There are probably other things too, but those are just the ones off the top of my head. Many people have said that Trump’s election, Brexit, and the political climate in Europe and the USA are similar to how conditions were before World War II. It makes me concerned that a war is coming sometime in the next 10 years. A big war. And we might be the bad guys this time.
I’ve started to reach a point where I’m resigned that many of the things in the above list are going to happen, and all I can do is fight back as well as I can, supporting organizations like the ACLU, Planned Parenthood, and help the Democrats get more seats in Congress in 2018. (Part of me also thinks it’s not a bad idea to start collecting canned goods and keeping large quantities of cash on hand, but that seems a wee bit paranoid at this time.) I can continue to speak about these things on my blog and social media. And I can seek support and hope from other people who feel the same way as me. We are numerous and over 25% of us voted for somebody else. Bad things are going to happen, but we will do what we can to make them as least bad as possible.

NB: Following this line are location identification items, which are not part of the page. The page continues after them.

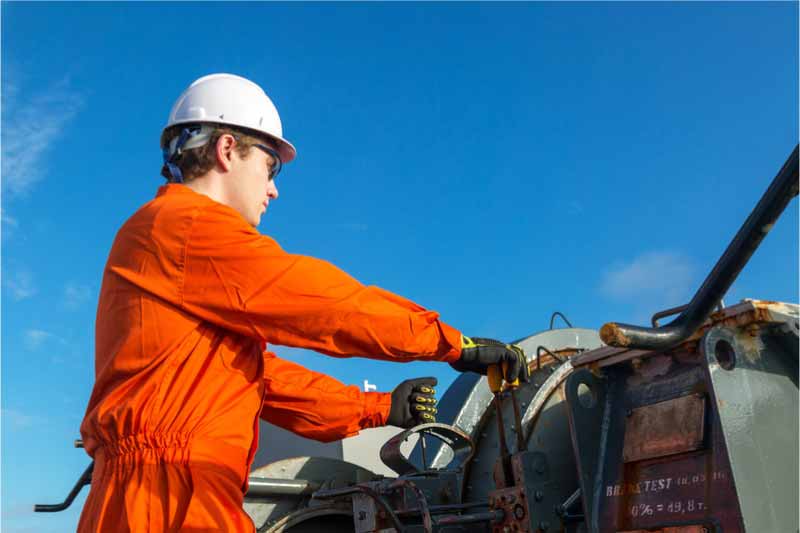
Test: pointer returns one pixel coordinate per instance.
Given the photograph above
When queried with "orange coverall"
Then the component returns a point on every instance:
(191, 295)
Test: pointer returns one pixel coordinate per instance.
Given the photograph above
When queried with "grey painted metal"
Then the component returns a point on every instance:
(325, 472)
(757, 399)
(331, 518)
(466, 401)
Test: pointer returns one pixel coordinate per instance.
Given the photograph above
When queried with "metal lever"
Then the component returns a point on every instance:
(85, 479)
(494, 376)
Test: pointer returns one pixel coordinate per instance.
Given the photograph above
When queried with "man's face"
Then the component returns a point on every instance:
(250, 188)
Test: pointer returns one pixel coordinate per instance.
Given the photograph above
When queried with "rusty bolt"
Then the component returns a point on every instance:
(519, 512)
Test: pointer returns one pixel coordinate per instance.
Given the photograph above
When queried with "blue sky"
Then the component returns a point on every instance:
(495, 162)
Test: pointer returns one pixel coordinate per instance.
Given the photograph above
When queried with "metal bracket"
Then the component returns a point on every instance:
(587, 399)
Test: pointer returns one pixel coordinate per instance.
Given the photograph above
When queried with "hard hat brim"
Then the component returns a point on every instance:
(285, 149)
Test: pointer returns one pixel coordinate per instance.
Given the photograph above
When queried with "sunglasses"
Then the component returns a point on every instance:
(276, 165)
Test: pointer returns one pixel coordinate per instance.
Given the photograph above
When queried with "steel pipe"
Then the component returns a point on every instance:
(262, 487)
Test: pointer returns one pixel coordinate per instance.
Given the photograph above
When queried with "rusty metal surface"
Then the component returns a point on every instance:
(747, 313)
(677, 529)
(511, 501)
(664, 428)
(690, 488)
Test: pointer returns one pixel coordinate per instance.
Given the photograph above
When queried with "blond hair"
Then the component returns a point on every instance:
(197, 161)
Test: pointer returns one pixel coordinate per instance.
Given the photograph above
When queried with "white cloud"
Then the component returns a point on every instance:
(76, 295)
(36, 338)
(18, 420)
(661, 276)
(20, 284)
(7, 219)
(29, 128)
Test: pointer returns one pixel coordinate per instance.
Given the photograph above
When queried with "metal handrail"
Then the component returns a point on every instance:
(783, 188)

I’m also going to lighten up on how much news I consume, particularly political news. I’m not going to stick my head in the sand, but I don’t need to check news sites every hour or two like I typically do when I’m bored. I won’t be watching the morning shows for a while, and I definitely won’t watch the inauguration. I don’t need to listen to the Five Thirty Eight podcast or other political podcasts. Bad things are happening, but I don’t need to drown in it, just dip my toe in from time to time. So what can I fill that distraction time with? Thankfully I’ve bookmarked over 800 articles in the past few years that I never got around to reading. Now I’ve got the time!
The next four years will probably seem like we’re all trapped in an episode of “Black Mirror.” I doubt I’ll ever be able to say the word “President” before the word “Trump.” Even seeing it displayed on news banners makes me a little sick. Hopefully the damage will not be too great to our people and our country, and the loss of life not too large if any. I think Stephen Colbert and Samantha Bee will be key to preserving my mental health over the next four years, assuming they get to keep their first amendment rights. This too will pass. I will be playing the OK Go song of the same name a lot to remind me of this. It might pass like a gallstone though, which I can tell you from experience is the worst pain I’ve ever had, and I speak as someone who’s had a headache for eight and a half years.
In my recent post about moving back to Indiana, I mentioned that “if Donald Trump somehow manages to get elected, I want to be close to my family when that happens.” I thought that was a longshot when I wrote it, but I’m glad I was with my family when this happened. I would not have wanted to be alone when learning about our country’s fate. We’ll all get through this together. I just hope we all get through this alive and physically unharmed.